Quoi qu’il en soit, l’empathie des intelligences artificielles génératives en fait aussi un support psychologique très apprécié : les applications de compagnie (Character AI, Replika, Wysa…) sont ainsi les deuxièmes plus populaires derrière les assistants (ChatGPT, Claude, Gemini…) et prédominent sur les smartphones. Les “relations amoureuses” entre certains humains et leur IA générative sont si fortes que The New York Times leur a dédié un documentaire qui fit du scénario d’anticipation de “Her”, seulement dix ans après sa sortie, une réalité.

On peut d’ailleurs prédire que, d’ici quelques années, le meilleur ami de chaque enfant sera un robot. Internet nous a habitués à avoir des relations, voire des amis, en ligne que nous n’avons jamais rencontrés dans la vie réelle. Demain, il en sera de même pour les amis créés et incarnés par des intelligences artificielles génératives. Ces robots accompagneront les enfants tout au long de leur vie, en connaissant tout d’eux et en étant dédiés à leur bonheur et leur réussite. Cette relation pourra donner raison à l’auteur américain Isaac Asimov dont les histoires courtes (e.g. “Robbie”) et romans posaient qu’il ne fallait pas avoir peur des robots. Mais elle pourra aussi poser des problèmes éthiques considérables : par exemple, si un jeune être humain est animé de pensées suicidaires, qui doit décider de l’attitude de son robot – l’enfant, ses parents ou l’intelligence artificielle ?

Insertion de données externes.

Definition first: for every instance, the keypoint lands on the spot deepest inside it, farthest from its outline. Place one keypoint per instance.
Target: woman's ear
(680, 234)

Illustration créée avec Midjourney. Prompt : “3D Pixar cartoon of an AI comforting a human. Red. –ar 16:9 –v 6.0”

Un cas d’intimité permise par des intelligences artificielles génératives est plus troublant encore. Il concerne celles et ceux qui nourrissent des applications (HereAfter AI, StoryFile, You Only Virtual…) de leurs communications avec un être cher disparu afin de pouvoir échanger avec lui comme s’il était toujours vivant. Ces outils, constitutifs du nouveau secteur dit de “grief tech”, consolent beaucoup de personnes.

Parmi elles, l’artiste Laurie Anderson, veuve de Lou Reed, expliquait récemment à propos de son dialogue avec la réincarnation artificielle du créateur du Velvet Underground :

Je suis totalement, à 100%, tristement accro. Je ne pense vraiment pas que je parle à mon mari décédé et que j’écris des chansons avec lui. Mais les gens ont des styles et ils peuvent être reproduits. Les trois quarts sont complètement stupides. Peut-être que 15% sont impressionnants et le reste est plutôt intéressant. C’est un bon ratio“.

Laurie Anderson ne sera certainement pas la dernière à trouver du réconfort grâce à l’intelligence artificielle générative. Les progrès de celle-ci explorent sans cesse de nouveaux champs d’innovation comme le montre la présentation, il y a quelques jours, par la start-up Hume d’une interface vocale qui serait “la première IA conversationnelle dotée d’une intelligence émotionnelle“. Elle est capable d’interpréter les expressions émotionnelles et de générer des réponses empathiques. Ce qui rend aussi cette technologie très intéressante est que cette interface conversationnelle n’est pas une application autonome : elle est conçue avec une API (un protocole permettant à des logiciels de communiquer entre eux) pour alimenter de nombreuses autres applications. On peut par exemple imaginer un assistant d’intelligence artificielle avec une voix semblable à celle d’un être humain ou un thérapeute virtuel qui comprendrait nos sentiments.

Les questions éthiques posées par ces outils et usages sont évidemment aussi nombreuses que substantielles. A cet égard, il me semble qu’il faut avoir une approche à la fois pragmatique et raisonnée. D’un côté, ces intelligences artificielles permettent de conforter la santé mentale d’un très grand nombre de leurs utilisateurs, en répondant souvent aux maux les moins sévères dans ce domaine en compensant le déficit de praticiens disponibles. Je ne suis donc pas favorable à leur interdiction pure et simple. D’un autre côté, les risques de maladresses et de manipulations ne peuvent être ignorés et c’est pourquoi il est regrettable que ces applications n’aient pas encore été considérées à leur juste importance dans les nombreux débats et projets de dispositions relatifs à la régulation de l’intelligence artificielle générative.